An emerging piece of ransomware has evolved the capacity to infect files on victim’s computers, in what security vendor Trend Micro believes is a first for the virus type.
Researchers at the firm found that Virlock acts like a worm, infecting files on a machine so that it can replicate itself unless the system is thoroughly cleansed, whilst also locking a victim’s computer before demanding payment for its release.
Writing on its blog, Trend Micro said: "Once inside the computer, Virlock creates and modifies registry entries to avoid detection and ensure execution.
"It then locks the screen of the affected computer, disabling explorer.exe and preventing the use of taskmgr.exe. Meanwhile, it also checks the location of the affected system to display the appropriate image for the ransom message."
The hackers behind Virlock have also imbued it with evasive techniques that are increasingly a feature of modern malware, programming the malware so that its code is reconstituted each time it runs, making it harder to analyse.
The virus is also able to encrypt the host file with two layers, making it more difficult for security programs to find and remove it.

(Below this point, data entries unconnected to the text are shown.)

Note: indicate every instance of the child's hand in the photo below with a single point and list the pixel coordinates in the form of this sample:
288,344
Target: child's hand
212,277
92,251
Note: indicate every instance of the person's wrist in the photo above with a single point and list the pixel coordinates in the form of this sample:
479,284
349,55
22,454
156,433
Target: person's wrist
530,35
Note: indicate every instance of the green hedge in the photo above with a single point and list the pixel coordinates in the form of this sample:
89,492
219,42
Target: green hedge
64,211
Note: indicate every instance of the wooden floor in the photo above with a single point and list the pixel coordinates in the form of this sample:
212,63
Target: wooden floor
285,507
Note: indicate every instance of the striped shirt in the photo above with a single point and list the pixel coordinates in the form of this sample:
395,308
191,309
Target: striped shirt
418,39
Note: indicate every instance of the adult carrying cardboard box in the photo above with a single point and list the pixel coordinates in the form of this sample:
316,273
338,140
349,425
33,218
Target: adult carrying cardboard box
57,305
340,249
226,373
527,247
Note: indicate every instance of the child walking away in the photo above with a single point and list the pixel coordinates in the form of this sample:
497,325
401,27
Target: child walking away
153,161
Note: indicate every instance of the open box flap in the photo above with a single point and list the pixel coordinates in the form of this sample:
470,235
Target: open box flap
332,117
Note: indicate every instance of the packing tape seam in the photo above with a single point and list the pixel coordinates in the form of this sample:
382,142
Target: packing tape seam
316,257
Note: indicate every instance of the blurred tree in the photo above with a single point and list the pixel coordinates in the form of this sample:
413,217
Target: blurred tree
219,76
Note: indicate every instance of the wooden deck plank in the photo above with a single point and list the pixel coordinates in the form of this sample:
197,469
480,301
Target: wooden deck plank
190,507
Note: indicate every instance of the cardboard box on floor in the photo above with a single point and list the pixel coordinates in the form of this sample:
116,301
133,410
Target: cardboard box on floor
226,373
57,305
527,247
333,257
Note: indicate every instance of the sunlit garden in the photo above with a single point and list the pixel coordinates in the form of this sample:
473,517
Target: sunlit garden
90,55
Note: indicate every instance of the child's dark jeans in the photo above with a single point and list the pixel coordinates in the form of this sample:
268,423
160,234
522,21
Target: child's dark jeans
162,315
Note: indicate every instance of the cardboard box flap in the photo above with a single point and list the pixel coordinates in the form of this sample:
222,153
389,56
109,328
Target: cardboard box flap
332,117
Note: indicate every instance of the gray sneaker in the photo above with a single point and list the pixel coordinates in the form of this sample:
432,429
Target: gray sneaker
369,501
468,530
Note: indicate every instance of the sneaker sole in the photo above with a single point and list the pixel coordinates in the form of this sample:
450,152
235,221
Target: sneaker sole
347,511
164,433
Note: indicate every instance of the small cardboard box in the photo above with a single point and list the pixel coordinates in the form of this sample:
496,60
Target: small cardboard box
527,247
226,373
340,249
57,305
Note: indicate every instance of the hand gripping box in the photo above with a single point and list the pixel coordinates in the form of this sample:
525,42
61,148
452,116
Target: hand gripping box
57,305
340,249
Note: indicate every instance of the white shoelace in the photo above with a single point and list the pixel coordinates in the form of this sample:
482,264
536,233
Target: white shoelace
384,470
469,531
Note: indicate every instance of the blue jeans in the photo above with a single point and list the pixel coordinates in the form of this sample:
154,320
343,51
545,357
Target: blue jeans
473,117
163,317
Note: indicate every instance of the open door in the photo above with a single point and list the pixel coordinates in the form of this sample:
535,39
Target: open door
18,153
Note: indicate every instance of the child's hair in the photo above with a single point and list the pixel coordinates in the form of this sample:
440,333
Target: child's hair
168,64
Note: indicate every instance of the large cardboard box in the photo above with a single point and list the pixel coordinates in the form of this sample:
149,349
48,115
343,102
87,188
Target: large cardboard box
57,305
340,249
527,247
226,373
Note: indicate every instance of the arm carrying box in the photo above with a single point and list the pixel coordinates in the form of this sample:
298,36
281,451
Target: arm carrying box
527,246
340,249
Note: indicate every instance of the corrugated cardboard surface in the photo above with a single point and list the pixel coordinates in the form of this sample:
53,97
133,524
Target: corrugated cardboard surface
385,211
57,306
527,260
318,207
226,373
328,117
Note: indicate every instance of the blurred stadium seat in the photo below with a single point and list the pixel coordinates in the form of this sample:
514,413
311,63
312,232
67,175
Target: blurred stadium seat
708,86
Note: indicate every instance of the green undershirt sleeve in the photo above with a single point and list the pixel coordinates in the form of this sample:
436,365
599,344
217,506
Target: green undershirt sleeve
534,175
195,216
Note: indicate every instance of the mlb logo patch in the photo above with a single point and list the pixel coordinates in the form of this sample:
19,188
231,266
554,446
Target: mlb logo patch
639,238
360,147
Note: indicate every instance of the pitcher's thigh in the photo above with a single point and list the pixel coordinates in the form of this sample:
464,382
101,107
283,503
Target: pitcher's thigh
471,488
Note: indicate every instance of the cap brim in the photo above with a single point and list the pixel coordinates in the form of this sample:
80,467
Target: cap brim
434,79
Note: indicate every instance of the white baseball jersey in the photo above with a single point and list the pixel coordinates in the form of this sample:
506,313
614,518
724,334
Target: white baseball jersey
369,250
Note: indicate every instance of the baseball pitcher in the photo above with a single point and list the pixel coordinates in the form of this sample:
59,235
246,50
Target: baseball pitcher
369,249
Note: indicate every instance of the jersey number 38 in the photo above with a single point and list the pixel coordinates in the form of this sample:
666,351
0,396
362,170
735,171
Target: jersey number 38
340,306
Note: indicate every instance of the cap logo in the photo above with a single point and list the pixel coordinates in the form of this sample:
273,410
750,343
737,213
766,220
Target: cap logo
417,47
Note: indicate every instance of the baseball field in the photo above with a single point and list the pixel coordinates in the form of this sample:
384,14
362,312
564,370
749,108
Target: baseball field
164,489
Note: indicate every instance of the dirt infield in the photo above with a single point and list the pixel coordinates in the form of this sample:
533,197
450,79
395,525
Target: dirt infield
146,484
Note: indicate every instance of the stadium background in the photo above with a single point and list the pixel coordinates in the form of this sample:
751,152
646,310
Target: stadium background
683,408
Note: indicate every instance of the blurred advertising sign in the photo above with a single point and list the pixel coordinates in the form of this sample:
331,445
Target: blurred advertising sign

"If the infected system is not properly cleaned, even the presence of a single infected file will trigger the infection chain all over again," Trend Micro sad.
"Once Virlock gets into a system network, it will be all over the place; it can infect a whole network system without notice."
In an added feature, hackers have also used icons commonly found on removal drives to disguise the malware, making it more likely the virus will be transferred through flash drives.